Contrairement aux ruptures syntaxiques (par exemple la syllepse ou l'anacoluthe), elles sont indépendantes de la syntaxe et de l'ordre des mots, et elles concernent la signification des mots et de leurs associations.
Elles permettent de construire des images poétiques plus ou moins accessibles, et de recréer un univers où le merveilleux le dispute au fantastique.
La dissociation, c'est lorsque le thème et le propos sont sémantiquement incompatibles, lorsque ce dont on parle et ce qu'on en dit sont sans relation, lorsque le thème et le propos se référent à des isotopies qui ne sont pas reliées, lorsque ce dont on parle et ce qu'on en dit se référent à des secteurs du réel qui n'ont aucun rapport.
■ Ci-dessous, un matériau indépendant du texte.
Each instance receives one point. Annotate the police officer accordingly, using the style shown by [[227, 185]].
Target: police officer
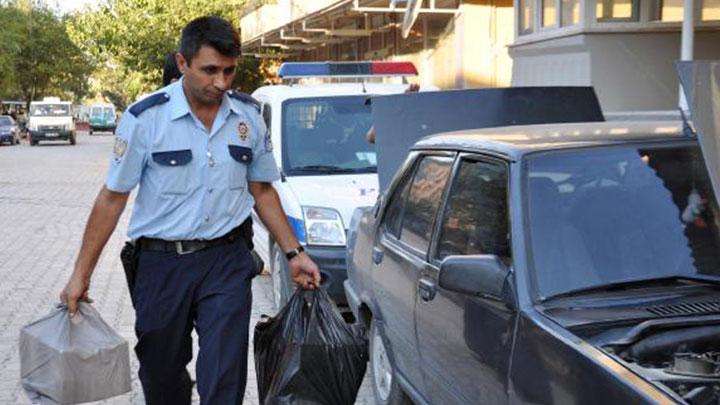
[[201, 156]]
Beaucoup d'images surréalistes dont des dissociations.
Par exemple : « La rue nage la brasse », où le thème est « La rue », et le propos « nage la brasse », où « La rue » se réfère à l'isotopie (secteur du réel) « voie publique bordée de maisons, dans une ville ou un bourg, artère, avenue, cours, boulevard, ruelle, impasse, circulation, trottoirs, etc. », et où « nage la brasse » se réfère à l'isotopie « natation, piscine, plage, crawl, dos crawlé, planche, plongeoir, nageur, water-polo, etc. », et où les 2 isotopies n'ont aucun lien, est une dissociation.
Il est cependant possible d'annuler cette dissociation en évoquant le thème de « La rue » dans un contexte d'inondation, et où le propos est de faire sentir que le niveau d'eau atteint par l'inondation de la rue est tel qu'il permet de nager la brasse, empêchant par là-même les piétons d'emprunter la rue de manière normale et ordinaire, c'est-à-dire en marchant. Dès lors, l'image devient pertinente, la dissociation n'a plus lieu d'être puisque le thème et le propos sont sémantiquement compatibles.
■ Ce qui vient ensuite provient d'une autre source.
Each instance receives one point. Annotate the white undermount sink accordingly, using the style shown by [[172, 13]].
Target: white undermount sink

La phrase « La rue serpente entre les façades colorées » n'est pas une dissociation dans la mesure où l'isotopie du thème « La rue » est liée sémantiquement (par le sens) à l'isotopie du propos « serpente entre les façades colorées ».
L'inconséquence, c'est lorsqu'on relie 2 idées en se référant à des isotopies (secteurs du réel) très éloignées.
Dans l'exemple suivant : « Elle saute à la corde tout en joignant les deux bouts », on a relié l'idée « Elle saute à la corde » avec l'idée « Joindre les deux bouts» dans un jeu de mots rapprochant les deux sens « le bout de la corde » et « les deux bouts » (= la fin du mois et le début du mois suivant), alors que ces 2 idées font appel à des réalités très éloignées.
L'écart entre 2 isotopies peut être minoré ou au contraire majoré selon que l'on choisit d'associer telle idée avec telle autre. Dans cet exemple, on peut éventuellement comprendre que « sauter à la corde » permet de « joindre les deux bouts », dans la mesure où le saut à la corde est une activité rémunérée et non plus un jeu d'enfant.
L'écart est encore plus important dans l'exemple suivant : « Elle saute à la corde et son feuillage bruisse dans le vent », où l'isotopie Elle saute à la corde / être humain, jeu, jeunesse, etc., et l'isotopie Le feuillage bruisse dans le vent / arbre, végétal, branches, feuilles, vent, air, musique, bruit, etc., sont totalement différentes et très éloignées. Leur rapprochement se fait poétiquement grâce aux métaphores : chevelure / feuillage, action de sauter / création d'un mouvement de l'air, mouvement des cheveux / mouvement des feuilles dans le vent, être humain / arbre.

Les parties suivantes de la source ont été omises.